Thursday marked the closing of a thread of toxic relationships in my life.
At first I was upset-this last friend was someone I had known for a long time, and I expected more from her because of that. I expected to be treated with the consideration that for the first time in our friendship I spoke up for myself. I was kind yet honest, and I was…you know…considerate. But no. Apparently I struck a major cord by communicating that I needed some space so she decided to put permanent space between us.
When I realized this was the manner of which I was getting the boot I had to chuckle. I guess in this sense, my expectations were met.
But as many of us learn the hard way…it is in general, really not healthy to hold expectations with others. Especially the ones you have seen repeat the same negative patterns in other relationships.

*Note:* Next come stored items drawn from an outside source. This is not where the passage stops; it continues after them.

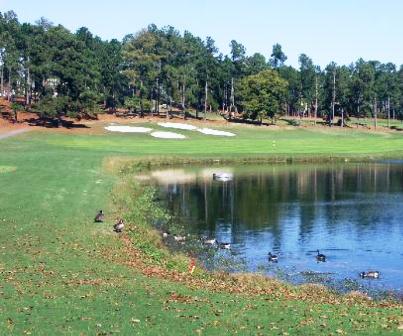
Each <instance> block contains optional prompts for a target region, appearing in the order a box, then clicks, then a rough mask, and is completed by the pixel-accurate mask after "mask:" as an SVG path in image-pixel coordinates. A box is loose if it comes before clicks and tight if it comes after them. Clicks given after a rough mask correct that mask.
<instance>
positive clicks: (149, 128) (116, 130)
mask: <svg viewBox="0 0 403 336" xmlns="http://www.w3.org/2000/svg"><path fill="white" fill-rule="evenodd" d="M105 129H106V130H107V131H110V132H121V133H148V132H151V131H152V128H147V127H133V126H107V127H105Z"/></svg>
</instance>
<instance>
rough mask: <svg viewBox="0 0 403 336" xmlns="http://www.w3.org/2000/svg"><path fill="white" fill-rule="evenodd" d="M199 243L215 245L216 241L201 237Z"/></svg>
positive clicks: (214, 240) (205, 244)
mask: <svg viewBox="0 0 403 336" xmlns="http://www.w3.org/2000/svg"><path fill="white" fill-rule="evenodd" d="M201 241H202V243H203V244H205V245H215V244H217V239H215V238H213V239H208V238H207V237H202V238H201Z"/></svg>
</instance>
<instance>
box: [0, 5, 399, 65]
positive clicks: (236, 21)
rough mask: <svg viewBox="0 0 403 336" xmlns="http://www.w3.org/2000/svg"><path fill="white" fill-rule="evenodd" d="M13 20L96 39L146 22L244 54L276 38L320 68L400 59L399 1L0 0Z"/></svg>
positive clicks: (252, 52)
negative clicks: (235, 43)
mask: <svg viewBox="0 0 403 336" xmlns="http://www.w3.org/2000/svg"><path fill="white" fill-rule="evenodd" d="M8 10H14V11H15V12H16V13H17V15H18V17H19V20H20V22H30V23H34V22H35V21H36V20H38V19H39V18H40V17H45V18H47V19H49V20H50V21H52V22H53V23H55V24H62V25H63V26H65V27H66V28H68V29H70V30H71V31H76V30H77V29H78V28H80V27H83V26H85V27H88V28H89V29H90V31H91V32H92V33H93V34H94V35H98V36H100V37H101V38H103V39H112V38H117V39H122V38H123V37H124V36H125V35H126V34H130V33H136V32H137V31H139V30H140V29H142V28H144V27H147V26H148V25H149V24H150V23H154V24H156V25H157V26H159V27H162V26H167V25H171V26H174V27H175V28H177V29H178V30H180V31H181V32H183V31H184V30H188V31H190V32H191V33H193V34H194V35H196V36H199V37H201V38H203V39H204V38H205V37H206V36H211V37H212V38H213V39H214V40H215V41H216V45H217V47H218V48H219V49H220V51H221V52H222V53H224V54H227V53H229V43H230V41H231V40H233V39H234V40H236V41H238V42H240V43H242V44H243V45H244V46H245V47H246V49H247V54H248V55H251V54H253V53H255V52H260V53H261V54H263V55H265V56H266V57H269V56H270V54H271V50H272V46H273V44H275V43H280V44H281V45H282V47H283V51H284V52H285V54H286V55H287V56H288V60H287V62H286V64H288V65H293V66H298V56H299V55H300V54H301V53H305V54H307V55H308V56H309V57H311V58H312V59H313V61H314V63H315V64H318V65H320V66H321V67H324V66H326V64H328V63H330V62H331V61H335V62H336V63H338V64H350V63H351V62H354V61H356V60H357V59H358V58H360V57H362V58H364V59H365V60H379V61H381V62H393V63H395V64H397V65H401V64H403V41H402V38H403V20H402V18H401V16H402V13H403V1H402V0H383V1H379V0H337V1H336V0H277V1H272V0H243V1H236V0H232V1H229V0H194V1H191V0H188V1H185V0H165V1H164V0H142V1H136V0H131V1H129V0H127V1H124V0H109V1H105V0H98V1H93V0H69V1H58V0H35V1H33V0H0V12H5V11H8Z"/></svg>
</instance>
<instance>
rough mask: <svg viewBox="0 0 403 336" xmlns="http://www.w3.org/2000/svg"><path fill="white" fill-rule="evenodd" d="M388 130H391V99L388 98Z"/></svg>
mask: <svg viewBox="0 0 403 336" xmlns="http://www.w3.org/2000/svg"><path fill="white" fill-rule="evenodd" d="M387 109H388V128H390V97H388V107H387Z"/></svg>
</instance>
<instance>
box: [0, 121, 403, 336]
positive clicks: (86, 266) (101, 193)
mask: <svg viewBox="0 0 403 336" xmlns="http://www.w3.org/2000/svg"><path fill="white" fill-rule="evenodd" d="M141 126H145V127H148V126H150V124H145V125H141ZM152 127H153V128H155V129H158V126H157V125H152ZM219 129H222V130H224V131H230V132H233V133H235V134H236V136H235V137H233V138H230V139H228V138H224V139H223V138H220V137H214V136H207V135H204V134H200V133H196V132H192V131H182V130H181V131H180V133H182V134H184V135H186V136H187V139H185V140H166V139H154V138H152V137H150V136H149V135H146V134H111V133H107V132H106V131H105V132H104V134H95V135H84V134H70V135H69V134H63V133H56V132H50V131H46V132H44V131H40V132H38V131H32V132H29V133H26V134H21V135H18V136H15V137H10V138H7V139H3V140H1V141H0V149H1V150H0V185H1V192H0V225H1V235H0V255H1V259H0V298H1V300H0V330H1V334H2V335H3V334H4V335H7V334H10V335H22V334H32V335H49V334H64V335H78V334H80V335H94V334H98V335H111V334H123V335H162V334H165V335H166V334H171V335H192V334H202V335H203V334H208V335H223V334H241V335H256V334H262V335H272V334H273V335H274V334H275V335H288V334H289V335H313V334H355V335H360V334H361V335H368V334H379V335H386V334H391V335H393V334H395V335H398V334H400V331H399V330H398V326H399V325H401V324H402V322H403V321H401V306H398V305H396V304H385V306H384V307H381V306H379V305H377V304H373V303H369V302H368V301H366V300H364V299H362V298H359V297H357V298H356V299H351V303H350V304H349V303H348V302H347V300H341V301H340V302H339V303H340V304H338V305H332V304H330V303H331V302H329V299H323V300H321V299H320V294H318V297H317V298H316V299H309V298H307V299H306V300H297V299H295V297H293V296H290V297H288V296H287V293H288V292H287V291H285V290H284V292H279V293H273V294H258V293H259V290H258V289H256V295H253V294H251V293H248V294H246V293H245V294H242V293H238V294H234V293H230V290H227V289H226V288H225V286H224V285H223V288H221V289H220V290H218V291H217V290H216V291H212V290H208V289H202V288H201V289H199V288H196V287H195V286H192V285H186V282H183V281H180V282H176V281H173V280H170V279H162V278H160V277H159V276H157V275H151V276H147V275H145V274H144V272H142V270H141V269H138V268H136V267H130V266H127V265H126V264H125V263H124V262H119V260H120V259H122V260H125V258H126V257H127V255H126V256H125V255H123V253H124V252H123V251H126V250H125V249H124V248H123V246H124V241H123V240H122V239H121V237H119V236H117V235H116V234H114V233H113V232H112V226H111V223H113V220H114V218H113V217H112V216H111V215H110V214H111V211H112V210H114V209H113V207H114V205H113V202H112V201H113V200H112V195H113V193H112V192H113V190H114V188H115V187H116V185H117V183H119V182H120V180H121V176H119V174H116V173H115V172H113V171H111V170H108V169H106V168H105V167H106V162H107V161H108V160H111V159H112V158H114V157H127V158H137V159H141V160H144V161H147V160H149V161H151V160H153V159H155V160H160V159H161V157H163V158H165V160H168V161H169V160H170V159H172V160H174V159H178V158H182V159H194V160H202V159H217V160H218V159H225V160H244V159H245V160H247V159H264V160H276V159H281V160H284V159H287V158H297V159H298V158H300V159H301V160H302V159H304V158H305V159H312V158H316V159H317V158H319V159H330V158H342V159H345V158H347V159H357V158H358V159H360V158H361V159H370V158H372V159H374V158H378V157H379V158H383V157H391V158H397V157H402V156H403V136H401V135H400V134H398V133H376V134H372V133H368V132H359V131H349V130H325V129H322V130H319V131H314V130H310V129H287V130H285V129H275V130H268V129H267V128H255V127H242V126H233V127H221V128H219ZM100 133H103V132H100ZM2 167H5V168H2ZM7 167H8V168H7ZM10 167H11V168H10ZM121 192H124V190H122V191H121ZM99 209H104V211H105V212H106V213H107V221H106V222H107V223H105V224H95V223H93V217H94V215H95V213H96V212H97V211H98V210H99ZM136 224H141V223H130V225H132V227H133V228H134V230H135V228H136ZM136 239H137V238H136ZM137 244H138V242H137ZM292 290H293V289H292ZM279 291H280V290H279ZM314 292H315V290H314ZM251 295H252V297H251ZM315 296H316V295H315ZM325 296H326V295H325ZM326 297H327V296H326Z"/></svg>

Why would I be any different?
And that is totally okay.
I don’t believe every single thing happens for a reason, but I do believe that the last few people who have exited my life in ways that do not honor all the years we’ve shared with each other is a sign I am experiencing the clearing of emotional clutter. Because clearing means creating space for greater things to come.
I would like to thank these last few people who I have parted ways with.
For your time in the past, however we left things it healthily clears my present, but I do honestly wish you well with your future, and release you with love.
I am going to keep it moving looking forward, and up.